The first AMP contingent - Andrea Ferreira-Gonzalez, Jennifer Lieb, Mark Sobel and Mary Williams - met on March 11 with five Senate offices – Enzi (R WY), Kennedy (D MA), Harkin (D IA), Burr (R NC), and Mikulski (D MD)- that are actively engaged in policy that directly impacts molecular pathology.  The goal of the day was to develop relationships to position AMP as a credible resource.  The Congressional staff was eager for input from AMP on health reform, oversight and reimbursement of genetic tests, and direct-to-consumer (DTC) genetic testing.
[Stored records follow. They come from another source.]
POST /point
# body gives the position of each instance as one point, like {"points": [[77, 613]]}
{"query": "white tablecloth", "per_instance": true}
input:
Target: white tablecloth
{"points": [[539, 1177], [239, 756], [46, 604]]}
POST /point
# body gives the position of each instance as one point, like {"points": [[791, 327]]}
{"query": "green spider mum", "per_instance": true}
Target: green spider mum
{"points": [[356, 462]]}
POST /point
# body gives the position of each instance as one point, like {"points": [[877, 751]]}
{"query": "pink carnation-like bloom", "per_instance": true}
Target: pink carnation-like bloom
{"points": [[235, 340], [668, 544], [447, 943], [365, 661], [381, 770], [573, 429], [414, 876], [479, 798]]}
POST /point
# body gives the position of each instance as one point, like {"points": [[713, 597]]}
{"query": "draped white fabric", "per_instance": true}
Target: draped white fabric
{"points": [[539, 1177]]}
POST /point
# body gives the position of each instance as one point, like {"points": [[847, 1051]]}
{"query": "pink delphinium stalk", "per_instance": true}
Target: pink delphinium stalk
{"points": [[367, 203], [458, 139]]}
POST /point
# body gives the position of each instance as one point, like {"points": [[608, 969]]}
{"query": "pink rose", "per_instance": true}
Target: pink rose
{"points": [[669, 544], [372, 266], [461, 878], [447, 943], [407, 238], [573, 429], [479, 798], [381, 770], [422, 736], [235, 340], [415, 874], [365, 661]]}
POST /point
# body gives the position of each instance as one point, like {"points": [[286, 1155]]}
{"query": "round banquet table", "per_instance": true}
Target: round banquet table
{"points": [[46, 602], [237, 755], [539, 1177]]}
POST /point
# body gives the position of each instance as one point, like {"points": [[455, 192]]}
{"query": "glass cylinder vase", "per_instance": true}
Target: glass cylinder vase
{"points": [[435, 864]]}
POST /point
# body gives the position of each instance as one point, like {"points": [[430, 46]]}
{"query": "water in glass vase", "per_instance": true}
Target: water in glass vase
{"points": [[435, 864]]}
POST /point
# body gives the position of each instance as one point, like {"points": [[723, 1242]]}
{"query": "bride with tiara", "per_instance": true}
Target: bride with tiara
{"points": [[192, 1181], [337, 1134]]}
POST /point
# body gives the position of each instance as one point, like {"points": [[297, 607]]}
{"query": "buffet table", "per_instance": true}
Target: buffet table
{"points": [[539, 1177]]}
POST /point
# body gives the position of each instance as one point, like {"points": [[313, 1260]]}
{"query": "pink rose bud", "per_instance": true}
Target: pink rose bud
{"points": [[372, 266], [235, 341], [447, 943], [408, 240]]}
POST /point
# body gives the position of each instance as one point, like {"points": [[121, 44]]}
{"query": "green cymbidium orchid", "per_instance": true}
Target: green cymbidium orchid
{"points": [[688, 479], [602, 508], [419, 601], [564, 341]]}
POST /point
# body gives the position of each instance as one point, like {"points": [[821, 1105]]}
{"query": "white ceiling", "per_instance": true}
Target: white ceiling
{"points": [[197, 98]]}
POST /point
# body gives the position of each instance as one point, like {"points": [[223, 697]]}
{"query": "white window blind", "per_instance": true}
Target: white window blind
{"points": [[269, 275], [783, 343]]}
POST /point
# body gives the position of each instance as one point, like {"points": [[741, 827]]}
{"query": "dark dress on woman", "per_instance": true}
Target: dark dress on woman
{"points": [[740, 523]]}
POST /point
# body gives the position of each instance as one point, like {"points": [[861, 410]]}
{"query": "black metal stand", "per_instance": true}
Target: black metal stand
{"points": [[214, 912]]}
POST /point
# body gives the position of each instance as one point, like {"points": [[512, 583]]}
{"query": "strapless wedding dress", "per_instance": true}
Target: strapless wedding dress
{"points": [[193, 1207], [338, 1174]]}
The staff seemed particularly interested in DNA patents, as they were not aware that the human genome was being patented.  Last, AMP learned that Senator Kennedy plans to reintroduce his Laboratory Tests Improvement Act and Senator Burr is searching for a co-sponsor to also reintroduce the Genomics & Personalized Medicine Act (GPMA).  In the meeting with Senator Mikulski’s office, AMP raised the issue of co-sponsoring the GPMA with Senator Burr, and the staff seemed interested in this possibility.  The day could not have gone any better and was a very successful launch of AMP’s presence in the Halls of Congress. 

The visits proved to be even more valuable and timely than we could have possibly anticipated, since Senator Enzi’s staff had immediate needs for guidance from AMP on comparative effectiveness research.  Specifically, Senator Enzi’s office requested information on policies that will drive personalized medicine for inclusion in their comparative effectiveness research legislation.  With the help of HEALTHfutures, our government relations consultants, AMP provided an initial response within 48 hours and will provide additional information to respond to this request within the month.  In our initial response, we stated that AMP believes that existing infrastructure and agencies, such as the Agency for Heathcare Research and Quality, should be responsible for comparative effectiveness research (CER) and that we are concerned that the creation of a new institute would tax funds that could be spent directly on the CER itself.  Instead, we believe that agencies and offices already in existence can facilitate CER.  We also stated our hope that any CER proposal will include research to explore the value, beyond mere cost, of diagnostic tests to a patient, provider, payer and the larger health care system. 

CER is gathering more attention in Congress and among other policy makers who see it as a method to examine the comparative effectiveness of treatments, including how they relate to coverage and reimbursement decisions.  We responded to a request from the Institute of Medicine for recommendations regarding priorities for spending on CER and identified the following areas:  Clinical outcomes research, proficiency testing, test interpretation and reporting, valuation and reimbursement, and comparative methodology research.  We invite you to read this correspondence as well as all AMP letters and position statements on our website at http://www.amp.org/Gov/Positions.htm.

In the coming weeks, the Professional Relations Committee (PRC) will comment to the SACGHS on their draft report  “Gene Patents and Licensing Practices and Their Impact on Patient Access to Genetic Tests” (available at http://oba.od.nih.gov/SACGHS/sacghs_public_comments.html).  We will also draft a statement that summarizes our position on the role of laboratory and personalized medicine in Healthcare Reform.  Following this, we will follow new legislation and provide AMP perspective in helping to guide these bills in a practical world that considers the paradoxical goals of cost containment and increased coverage.  We will continue to work with other societies and professional groups to find areas of common ground, so as to increase the volume of our combined voices.

In the meanwhile, the PRC has been incredibly busy, making plans to develop position statements on oversight, establishment and propagation of local coverage determinations, evidence standards, genetic intellectual property and personalized medicine.  We thank Jan Nowak and Roger Klein for authoring comment to MEDCAC on genetic testing (February meeting) and genetic screening (May meeting).  Roger is also leading an ad hoc group consisting of members of Professional Relations Committee, Clinical Practice Committee and Economic Affairs Committee that will provide a response to the Genentech Citizen Petition on laboratory developed tests.